Question

In the radiation emitted by a black body, the ratio of the spectral densities at frequencies \( 2\nu \) and \( \nu \) will vary with \( \nu \) as:

• A. \( \left[ e^{h\nu / k_B T} - 1 \right]^{-1} \)
• B. \( \left[ e^{h\nu / k_B T} + 1 \right]^{-1} \)
• C. \( \left[ e^{h\nu / k_B T} - 1 \right] \)
• D. \( \left[ e^{h\nu / k_B T} + 1 \right] \)

Hint:

For black body radiation, the ratio of the spectral densities at different frequencies can be found by applying Planck's law and using the exponential dependence of the intensity.

Answer 1

The Correct Option is A

Step 1: Understanding black body radiation.
The spectral density of radiation emitted by a black body is governed by Planck's law.

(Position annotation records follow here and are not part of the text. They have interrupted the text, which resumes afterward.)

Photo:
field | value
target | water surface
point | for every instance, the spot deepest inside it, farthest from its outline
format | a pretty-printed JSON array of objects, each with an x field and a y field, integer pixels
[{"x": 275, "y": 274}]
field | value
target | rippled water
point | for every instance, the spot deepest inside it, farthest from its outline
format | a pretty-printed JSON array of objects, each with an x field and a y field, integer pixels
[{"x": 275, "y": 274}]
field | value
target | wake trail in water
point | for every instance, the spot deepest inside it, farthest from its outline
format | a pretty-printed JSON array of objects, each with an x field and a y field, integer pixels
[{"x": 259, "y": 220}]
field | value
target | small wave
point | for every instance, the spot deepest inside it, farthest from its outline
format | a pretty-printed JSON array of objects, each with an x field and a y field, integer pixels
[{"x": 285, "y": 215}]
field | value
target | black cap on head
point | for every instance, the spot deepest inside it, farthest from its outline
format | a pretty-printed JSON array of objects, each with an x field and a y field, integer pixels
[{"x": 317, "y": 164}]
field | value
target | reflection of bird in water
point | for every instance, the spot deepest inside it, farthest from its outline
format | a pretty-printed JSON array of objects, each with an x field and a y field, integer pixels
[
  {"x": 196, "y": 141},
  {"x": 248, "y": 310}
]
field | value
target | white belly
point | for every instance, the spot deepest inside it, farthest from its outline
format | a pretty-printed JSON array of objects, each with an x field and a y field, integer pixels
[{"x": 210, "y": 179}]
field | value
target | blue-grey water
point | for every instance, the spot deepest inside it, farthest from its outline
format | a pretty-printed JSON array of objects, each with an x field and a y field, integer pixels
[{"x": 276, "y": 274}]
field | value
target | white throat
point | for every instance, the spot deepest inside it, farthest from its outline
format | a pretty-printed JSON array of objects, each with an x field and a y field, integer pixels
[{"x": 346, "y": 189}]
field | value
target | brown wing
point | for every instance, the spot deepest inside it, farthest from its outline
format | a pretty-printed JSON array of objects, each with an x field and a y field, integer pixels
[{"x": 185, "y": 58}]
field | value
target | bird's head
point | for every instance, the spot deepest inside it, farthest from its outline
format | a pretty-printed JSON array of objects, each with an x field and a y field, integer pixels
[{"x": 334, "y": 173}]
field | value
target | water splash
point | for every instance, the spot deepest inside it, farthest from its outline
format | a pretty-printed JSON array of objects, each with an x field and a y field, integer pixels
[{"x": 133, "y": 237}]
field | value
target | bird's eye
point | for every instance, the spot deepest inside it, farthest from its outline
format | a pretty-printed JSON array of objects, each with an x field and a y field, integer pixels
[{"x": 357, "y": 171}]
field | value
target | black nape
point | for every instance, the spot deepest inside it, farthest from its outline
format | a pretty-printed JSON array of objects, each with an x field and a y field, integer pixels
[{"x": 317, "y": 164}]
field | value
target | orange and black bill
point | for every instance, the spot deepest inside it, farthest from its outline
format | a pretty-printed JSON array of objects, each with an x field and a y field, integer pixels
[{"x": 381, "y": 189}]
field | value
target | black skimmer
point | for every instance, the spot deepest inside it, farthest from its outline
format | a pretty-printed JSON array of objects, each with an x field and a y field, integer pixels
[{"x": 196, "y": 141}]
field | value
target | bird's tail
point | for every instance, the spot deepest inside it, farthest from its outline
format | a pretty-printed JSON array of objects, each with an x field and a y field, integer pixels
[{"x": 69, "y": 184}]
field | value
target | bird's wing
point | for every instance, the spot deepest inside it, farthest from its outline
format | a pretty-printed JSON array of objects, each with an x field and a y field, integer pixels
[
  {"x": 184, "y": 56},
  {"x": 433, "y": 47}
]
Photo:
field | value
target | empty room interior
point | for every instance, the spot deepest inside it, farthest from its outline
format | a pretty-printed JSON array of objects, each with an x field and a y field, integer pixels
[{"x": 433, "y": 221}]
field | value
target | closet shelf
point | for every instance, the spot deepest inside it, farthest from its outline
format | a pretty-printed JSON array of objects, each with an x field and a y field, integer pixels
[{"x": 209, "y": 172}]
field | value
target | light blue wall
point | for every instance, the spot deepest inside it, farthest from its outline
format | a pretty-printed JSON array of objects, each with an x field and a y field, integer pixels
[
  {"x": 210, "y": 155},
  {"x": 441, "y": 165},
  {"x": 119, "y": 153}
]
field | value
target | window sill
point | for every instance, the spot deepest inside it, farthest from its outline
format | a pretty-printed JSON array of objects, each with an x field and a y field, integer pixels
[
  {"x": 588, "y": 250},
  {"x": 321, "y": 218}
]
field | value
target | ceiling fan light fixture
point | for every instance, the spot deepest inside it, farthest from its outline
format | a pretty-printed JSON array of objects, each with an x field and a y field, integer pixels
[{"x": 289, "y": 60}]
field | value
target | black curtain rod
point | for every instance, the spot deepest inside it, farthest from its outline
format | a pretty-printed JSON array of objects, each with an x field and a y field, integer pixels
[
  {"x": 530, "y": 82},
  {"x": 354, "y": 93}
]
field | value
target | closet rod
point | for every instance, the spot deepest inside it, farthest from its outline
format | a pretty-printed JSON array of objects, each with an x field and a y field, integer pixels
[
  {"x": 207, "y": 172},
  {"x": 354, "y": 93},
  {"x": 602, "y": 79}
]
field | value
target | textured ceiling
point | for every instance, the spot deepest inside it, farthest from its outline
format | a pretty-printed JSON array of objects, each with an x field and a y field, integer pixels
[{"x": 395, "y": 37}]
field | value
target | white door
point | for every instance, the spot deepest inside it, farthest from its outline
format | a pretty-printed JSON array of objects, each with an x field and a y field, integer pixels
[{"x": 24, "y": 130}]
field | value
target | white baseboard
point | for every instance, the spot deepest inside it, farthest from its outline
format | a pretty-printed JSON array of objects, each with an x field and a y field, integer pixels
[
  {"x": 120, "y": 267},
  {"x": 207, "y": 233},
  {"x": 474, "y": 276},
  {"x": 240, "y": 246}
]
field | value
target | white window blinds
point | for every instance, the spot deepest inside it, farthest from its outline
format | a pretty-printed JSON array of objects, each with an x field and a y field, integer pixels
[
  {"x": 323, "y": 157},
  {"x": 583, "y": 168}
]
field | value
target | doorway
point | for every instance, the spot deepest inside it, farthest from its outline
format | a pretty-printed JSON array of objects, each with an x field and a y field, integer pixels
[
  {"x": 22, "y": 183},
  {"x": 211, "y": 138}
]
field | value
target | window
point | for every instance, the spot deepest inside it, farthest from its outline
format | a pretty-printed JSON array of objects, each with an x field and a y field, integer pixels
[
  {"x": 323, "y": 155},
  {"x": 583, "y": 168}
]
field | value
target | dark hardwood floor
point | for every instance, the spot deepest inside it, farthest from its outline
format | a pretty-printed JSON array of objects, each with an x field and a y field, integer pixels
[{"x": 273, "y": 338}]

The ratio of the spectral densities at frequencies \( 2\nu \) and \( \nu \) follows the form \( \frac{B(2\nu)}{B(\nu)} \), where \( B(\nu) \) is the Planck radiation formula. The ratio depends on the exponential terms in the denominator, leading to the form \( \left[ e^{h\nu / k_B T} - 1 \right]^{-1} \).
Step 2: Conclusion.
Thus, the correct answer is option (A).